Selerin brushed a hand across Fenrir’s spectral fur, smiling. “Still playing tricks, hm?”
The wolf only blinked and let his shadow ripple wider across the deck, as if feigning innocence.
At the center of the deck, Ajey hovered his hands over a rune-sphere, brow furrowed. Threads of time curled around it like smoke, bending in unnatural arcs.
“Focus,” the Chronomancer intoned, robes dragging across the deck. “Bend the thread. Do not break it.”
Ajey exhaled slowly, snapped his fingers—
—and the sphere exploded in a puff of sparks, filling the air with the smell of singed wood. Ajey staggered back, coughing.

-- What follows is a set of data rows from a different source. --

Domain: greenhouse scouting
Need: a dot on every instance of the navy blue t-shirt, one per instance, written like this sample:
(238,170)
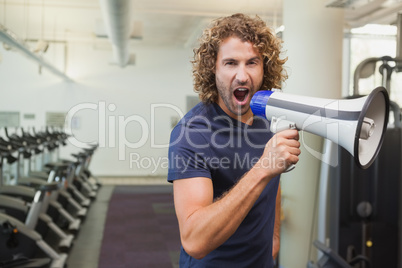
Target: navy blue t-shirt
(209,143)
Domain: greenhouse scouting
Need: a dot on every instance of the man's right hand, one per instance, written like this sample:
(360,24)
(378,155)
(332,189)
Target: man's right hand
(281,151)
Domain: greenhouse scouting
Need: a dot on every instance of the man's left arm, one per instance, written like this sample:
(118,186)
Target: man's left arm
(277,226)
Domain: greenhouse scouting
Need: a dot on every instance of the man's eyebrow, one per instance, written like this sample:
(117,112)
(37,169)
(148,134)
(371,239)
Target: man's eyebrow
(255,58)
(229,59)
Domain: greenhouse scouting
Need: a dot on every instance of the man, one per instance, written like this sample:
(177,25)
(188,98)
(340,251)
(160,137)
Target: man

Urak almost dropped his newly reforged warhammer, roaring with laughter. “Aye! Fine trick, lad! If the enemy survives, at least their noses will suffer!”
“Or your lungs,” Zorik added, tail flicking. “Careful—at this rate, you’ll cough yourself into another dimension!”
Ajey rubbed his face. “That was a… controlled misfire.”
Urak slapped his knee. “Controlled? The only thing controlled was how fast you vanished the last time! Remember? Poof! A mile off the ship, smack into a valley of debris!”
Selerin snorted, trying not to laugh. Fenrir rumbled a wolfish chuckle that vibrated through the planks.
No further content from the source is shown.